In order to be eligible under this category, applicants must:
- Have completed at least half of their studies in Canada, and graduated from an eligible publicly funded Canadian college or university;
- Have completed at least a two-year diploma or degree program, while studying on a full-time basis. One-year post-graduate degree programs and certificate programs are also eligible if they required a previous degree or diploma (regardless of whether or not the previous degree or diploma was attained in Canada);
- Have a full-time job offer from an eligible Newfoundland and Labrador employer in their field of study or a related field of study;
- Have legal status to work in Canada — the applicant must hold a Post-Graduation Work Permit from IRCC; Recent graduates must apply while they have at least six months of validity on their Post-Graduation Work Permit.
- Have the necessary qualifications, training, skills, and accreditation to perform the intended job in Canada;
- Demonstrate the intention and ability to settle in the province;
- Demonstrate sufficient funds to settle in the province;
- Provide proof of sufficient English or French language proficiency to perform job duties; and
- If nominated through an occupation classified under the National Occupational Classification (NOC) as skill Type/Level C and D occupations, applicants must meet minimum language requirements. Note: NOC D positions are not normally considered under the International Graduate category.
- If completed studies at a recognized post-secondary institute outside of Newfoundland and Labrador, the applicant may be required to work in a job that is in his or her field of study for a minimum of one year prior to submission of the application.
Work in Field of Study
Applicants to the International Graduate category must have either:
- a full-time, indeterminate position related to their field of study, or
- a position that is related to their skills, experience and/or training.
Graduates of Memorial University or College of the North Atlantic are permitted to hold a position that is unrelated to their field of study, provided the applicant's position:
- Requires a post-secondary degree or diploma;
- Corresponds to NOC skill levels 0, A, B or C;
- Can reasonably be expected to lead to career advancement for the applicant;
- Is in a sector in which the applicant has a recently attained combination of skill, experience and/or training (in the last 5 years), according to the NOC description;
- Is full-time and indeterminate; and
- Addresses a perceived labour market shortage in Newfoundland and Labrador.
Minimum Requirements for Employers
Employers supporting an application under the NL International Graduate category must meet the employer criteria specified by the NLPNP.
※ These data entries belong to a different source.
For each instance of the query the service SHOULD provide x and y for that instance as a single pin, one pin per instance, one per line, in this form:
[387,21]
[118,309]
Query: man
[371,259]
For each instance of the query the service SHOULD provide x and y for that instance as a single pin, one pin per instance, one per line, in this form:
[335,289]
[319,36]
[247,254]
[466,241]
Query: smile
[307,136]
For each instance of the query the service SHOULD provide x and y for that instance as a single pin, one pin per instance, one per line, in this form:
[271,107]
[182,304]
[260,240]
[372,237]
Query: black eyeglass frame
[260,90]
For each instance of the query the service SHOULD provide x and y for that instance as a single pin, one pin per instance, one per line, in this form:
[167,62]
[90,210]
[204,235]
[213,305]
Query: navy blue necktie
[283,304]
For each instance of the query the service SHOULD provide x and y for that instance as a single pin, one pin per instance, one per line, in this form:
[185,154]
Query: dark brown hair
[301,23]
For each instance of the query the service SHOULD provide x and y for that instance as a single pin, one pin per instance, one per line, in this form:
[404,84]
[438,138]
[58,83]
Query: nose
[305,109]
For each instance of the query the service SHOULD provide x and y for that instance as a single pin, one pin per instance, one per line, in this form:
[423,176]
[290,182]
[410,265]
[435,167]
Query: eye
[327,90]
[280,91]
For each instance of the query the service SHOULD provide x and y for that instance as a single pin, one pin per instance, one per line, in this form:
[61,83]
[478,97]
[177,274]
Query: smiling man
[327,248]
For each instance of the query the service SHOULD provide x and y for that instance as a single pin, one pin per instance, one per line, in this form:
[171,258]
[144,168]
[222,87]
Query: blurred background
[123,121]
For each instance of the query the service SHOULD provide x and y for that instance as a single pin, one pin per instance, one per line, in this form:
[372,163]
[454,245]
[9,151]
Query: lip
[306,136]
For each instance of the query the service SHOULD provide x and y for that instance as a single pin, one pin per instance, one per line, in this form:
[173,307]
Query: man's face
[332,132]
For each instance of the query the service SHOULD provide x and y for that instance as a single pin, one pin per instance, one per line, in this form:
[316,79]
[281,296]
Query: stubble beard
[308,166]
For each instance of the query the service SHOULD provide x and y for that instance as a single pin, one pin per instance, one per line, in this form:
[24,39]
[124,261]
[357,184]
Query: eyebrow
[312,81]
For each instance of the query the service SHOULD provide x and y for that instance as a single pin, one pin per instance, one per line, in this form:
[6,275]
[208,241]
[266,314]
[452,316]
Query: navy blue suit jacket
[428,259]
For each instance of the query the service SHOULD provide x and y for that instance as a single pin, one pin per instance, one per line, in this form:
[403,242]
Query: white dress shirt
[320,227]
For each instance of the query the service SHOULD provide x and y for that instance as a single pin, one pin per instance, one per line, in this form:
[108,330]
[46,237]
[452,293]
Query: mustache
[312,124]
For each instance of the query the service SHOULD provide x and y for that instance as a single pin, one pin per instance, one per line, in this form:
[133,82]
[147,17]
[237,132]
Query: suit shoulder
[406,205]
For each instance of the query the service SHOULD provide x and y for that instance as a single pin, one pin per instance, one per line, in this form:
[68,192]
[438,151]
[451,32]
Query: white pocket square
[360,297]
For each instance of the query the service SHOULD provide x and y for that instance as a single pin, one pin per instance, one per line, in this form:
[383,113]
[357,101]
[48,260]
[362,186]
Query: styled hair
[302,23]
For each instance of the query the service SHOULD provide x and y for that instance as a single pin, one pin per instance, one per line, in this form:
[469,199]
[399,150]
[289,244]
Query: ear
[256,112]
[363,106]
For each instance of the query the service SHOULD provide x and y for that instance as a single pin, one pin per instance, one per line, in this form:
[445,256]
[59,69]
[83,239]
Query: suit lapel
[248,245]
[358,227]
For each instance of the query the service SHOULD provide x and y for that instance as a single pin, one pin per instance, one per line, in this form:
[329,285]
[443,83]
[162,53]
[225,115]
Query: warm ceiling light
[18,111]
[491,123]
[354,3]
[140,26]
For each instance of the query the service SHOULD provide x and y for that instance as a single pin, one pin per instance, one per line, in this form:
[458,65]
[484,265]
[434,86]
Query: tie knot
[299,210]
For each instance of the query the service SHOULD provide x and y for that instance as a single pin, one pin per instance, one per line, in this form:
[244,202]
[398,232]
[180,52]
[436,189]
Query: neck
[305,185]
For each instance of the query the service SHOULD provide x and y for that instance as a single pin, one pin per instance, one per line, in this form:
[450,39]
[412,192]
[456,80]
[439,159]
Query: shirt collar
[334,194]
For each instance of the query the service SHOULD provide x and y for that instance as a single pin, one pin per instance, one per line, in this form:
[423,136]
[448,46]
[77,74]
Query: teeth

Who is not eligible for the Newfoundland and Labrador International Graduate Category
The following individuals are not eligible for this category:
- Students who have not yet completed their studies;
- Failed refugee claimants or refugee claimants living in Newfoundland and Labrador;
- Students who have studied in Canada under sponsorship from an agency or government that expects the individual to return to his/her country of origin once he/she has graduated;
- Individuals who have a criminal record, or who have a dependent family member (over the age of 22) who has a criminal record;
- Individuals who have unresolved custody, marriage or child support disputes. These issues must be resolved before starting the immigration pros; or
- Individuals who have intentionally misrepresented themselves in the application.
- The employer has intentionally misrepresented themselves or the applicant in relation to their, or the applicant's, role in business.